La question des nombreux rejets polluants d'entreprises chinoises dans le fleuve Amour, qui marque la frontière entre les deux États dans l'Extrême-Orient, figure au premier plan.

Le bilan environnemental de l'État russe irrite plus que jamais les organisations de protection de la nature. Selon Greenpeace, les problèmes écologiques du pays se sont considérablement aggravés ces dernières années dans un contexte d'indifférence complète du pouvoir. La Russie est le troisième émetteur mondial de gaz à effet de serre et n'a guère fait preuve de volonté pour les réduire. L'utilisation d'énergies renouvelables suscite peu d'initiatives gouvernementales chez le premier producteur mondial d'hydrocarbures. Moscou croit beaucoup au nucléaire et l'accident grave survenu à son gigantesque barrage de Chouchenskaïa en août dernier ne l'encourage pas en faveur de l'hydroélectricité.

Initiatives citoyennes

Le cas du lac Baïkal (la plus grande réserve d'eau douce au monde) concentre aussi les critiques. Vladimir Poutine a ordonné en début d'année la réouverture d'une papeterie accusée d'empoisonner les eaux du lac et de mettre en danger la vie de 1.500 espèces végétales et animales uniques. Dmitri Medvedev a publiquement manifesté son désaccord et déclaré que la décision de réouverture n'était «pas définitive».

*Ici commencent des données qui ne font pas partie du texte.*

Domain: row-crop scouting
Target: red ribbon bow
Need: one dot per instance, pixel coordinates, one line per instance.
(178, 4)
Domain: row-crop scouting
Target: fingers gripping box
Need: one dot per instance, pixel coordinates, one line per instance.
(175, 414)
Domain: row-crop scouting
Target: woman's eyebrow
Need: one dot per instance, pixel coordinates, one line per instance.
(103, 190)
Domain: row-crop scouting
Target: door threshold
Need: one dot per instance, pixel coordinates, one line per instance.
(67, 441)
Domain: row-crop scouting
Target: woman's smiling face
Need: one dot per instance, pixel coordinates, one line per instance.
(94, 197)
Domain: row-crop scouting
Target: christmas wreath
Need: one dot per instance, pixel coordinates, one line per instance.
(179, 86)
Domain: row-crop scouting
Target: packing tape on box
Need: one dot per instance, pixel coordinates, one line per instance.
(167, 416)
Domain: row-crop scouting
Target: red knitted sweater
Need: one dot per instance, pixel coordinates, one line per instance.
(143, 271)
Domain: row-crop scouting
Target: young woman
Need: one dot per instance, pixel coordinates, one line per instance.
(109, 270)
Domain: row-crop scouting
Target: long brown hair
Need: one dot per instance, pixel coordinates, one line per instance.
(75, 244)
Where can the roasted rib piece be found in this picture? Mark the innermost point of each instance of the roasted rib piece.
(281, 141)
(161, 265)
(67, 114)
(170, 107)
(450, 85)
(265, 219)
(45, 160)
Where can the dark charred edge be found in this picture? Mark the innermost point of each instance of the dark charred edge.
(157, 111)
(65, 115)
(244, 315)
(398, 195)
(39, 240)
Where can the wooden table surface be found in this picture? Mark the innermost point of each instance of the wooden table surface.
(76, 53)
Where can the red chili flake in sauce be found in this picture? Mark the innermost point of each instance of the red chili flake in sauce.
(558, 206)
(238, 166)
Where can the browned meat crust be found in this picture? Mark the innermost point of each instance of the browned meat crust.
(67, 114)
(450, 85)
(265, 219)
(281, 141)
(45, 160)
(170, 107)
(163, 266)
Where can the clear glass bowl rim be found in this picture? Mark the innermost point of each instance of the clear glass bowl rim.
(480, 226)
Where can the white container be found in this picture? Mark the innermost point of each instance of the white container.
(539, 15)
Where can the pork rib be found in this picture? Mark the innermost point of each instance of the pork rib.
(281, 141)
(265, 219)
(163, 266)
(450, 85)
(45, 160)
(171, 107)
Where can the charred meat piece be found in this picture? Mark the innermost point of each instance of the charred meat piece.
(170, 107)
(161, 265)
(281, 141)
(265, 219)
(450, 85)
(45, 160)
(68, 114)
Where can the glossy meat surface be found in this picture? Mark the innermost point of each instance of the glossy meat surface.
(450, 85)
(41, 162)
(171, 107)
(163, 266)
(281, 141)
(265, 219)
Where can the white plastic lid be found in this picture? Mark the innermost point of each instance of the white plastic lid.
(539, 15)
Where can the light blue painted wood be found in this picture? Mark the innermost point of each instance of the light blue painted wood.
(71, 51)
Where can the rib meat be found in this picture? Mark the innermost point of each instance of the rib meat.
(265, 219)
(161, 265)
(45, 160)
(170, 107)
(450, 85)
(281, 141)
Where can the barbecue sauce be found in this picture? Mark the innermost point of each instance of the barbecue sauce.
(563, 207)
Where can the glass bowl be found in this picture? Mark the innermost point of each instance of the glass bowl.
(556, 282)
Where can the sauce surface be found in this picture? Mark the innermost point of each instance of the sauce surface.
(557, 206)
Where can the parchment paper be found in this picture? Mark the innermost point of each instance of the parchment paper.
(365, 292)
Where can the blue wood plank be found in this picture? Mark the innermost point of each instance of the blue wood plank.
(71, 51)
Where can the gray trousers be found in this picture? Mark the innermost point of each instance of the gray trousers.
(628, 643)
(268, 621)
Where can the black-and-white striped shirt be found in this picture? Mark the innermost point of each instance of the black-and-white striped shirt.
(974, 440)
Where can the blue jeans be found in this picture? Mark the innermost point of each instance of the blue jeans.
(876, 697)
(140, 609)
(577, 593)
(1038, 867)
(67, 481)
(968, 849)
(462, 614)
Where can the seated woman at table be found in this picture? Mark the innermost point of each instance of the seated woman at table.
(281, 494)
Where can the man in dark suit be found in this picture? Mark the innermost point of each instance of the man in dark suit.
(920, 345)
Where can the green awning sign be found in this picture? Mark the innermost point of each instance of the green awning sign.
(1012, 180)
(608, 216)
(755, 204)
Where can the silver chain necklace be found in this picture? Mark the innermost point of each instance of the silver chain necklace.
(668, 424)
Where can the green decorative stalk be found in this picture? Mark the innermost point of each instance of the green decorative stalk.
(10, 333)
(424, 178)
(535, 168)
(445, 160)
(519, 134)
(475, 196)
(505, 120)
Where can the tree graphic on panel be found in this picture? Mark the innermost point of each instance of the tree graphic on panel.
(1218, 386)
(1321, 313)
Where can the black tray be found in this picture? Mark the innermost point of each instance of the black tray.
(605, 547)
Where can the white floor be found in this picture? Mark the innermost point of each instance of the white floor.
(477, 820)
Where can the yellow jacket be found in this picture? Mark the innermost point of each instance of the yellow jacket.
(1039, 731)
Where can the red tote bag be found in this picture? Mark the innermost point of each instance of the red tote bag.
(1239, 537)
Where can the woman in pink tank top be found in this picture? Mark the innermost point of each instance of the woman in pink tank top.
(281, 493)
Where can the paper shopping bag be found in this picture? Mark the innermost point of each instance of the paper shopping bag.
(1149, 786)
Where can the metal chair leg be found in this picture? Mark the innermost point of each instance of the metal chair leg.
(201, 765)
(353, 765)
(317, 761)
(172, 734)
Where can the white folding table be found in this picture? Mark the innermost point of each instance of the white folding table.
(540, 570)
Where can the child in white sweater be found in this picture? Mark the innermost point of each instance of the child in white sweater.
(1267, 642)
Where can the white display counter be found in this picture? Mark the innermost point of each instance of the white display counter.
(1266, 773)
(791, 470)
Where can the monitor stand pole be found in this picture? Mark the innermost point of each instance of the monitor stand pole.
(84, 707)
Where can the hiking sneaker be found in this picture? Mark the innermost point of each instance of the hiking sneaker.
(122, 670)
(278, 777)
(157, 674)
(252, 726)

La prise de conscience politique sur ces questions s'accompagne d'un réveil du monde des affaires, en particulier du côté des oligarques, de plus en plus soucieux d'améliorer leur image à l'international. Dans l'ensemble, ils se contentent d'affirmer réduire l'impact sur l'environnement de leurs groupes pétroliers ou métallurgiques. Mais l'un d'entre eux se distingue en allant de l'avant. Le milliardaire Mikhaïl Prokhorov s'est lancé dans la production de lampes à diodes et dans un projet de voiture hybride. Coup de pub ou réel projet industriel ? Difficile de juger pour l'instant mais les investissements dans les deux projets semblent modestes au regard des ambitions affichées.

Mais l'indifférence des autorités russes pourrait être bousculée par de récentes initiatives citoyennes. En dépit de pressions énormes exercées sur les organisateurs, 2.000 personnes ont bruyamment manifesté le 18 juillet à Tuapse (sud de la Russie) pour empêcher la construction d'un terminal chimique dans le port de cette ville. Le français Vinci se trouve aussi au centre d'une polémique alors que le tronçon d'autoroute qu'il construit au nord de Moscou est vivement attaqué par des habitants locaux furieux qu'une forêt «protégée» soit rasée pour ce projet à 8 milliards de dollars. Mais on attend toujours de voir le gouvernement favoriser l'environnement aux dépens de gros investissements.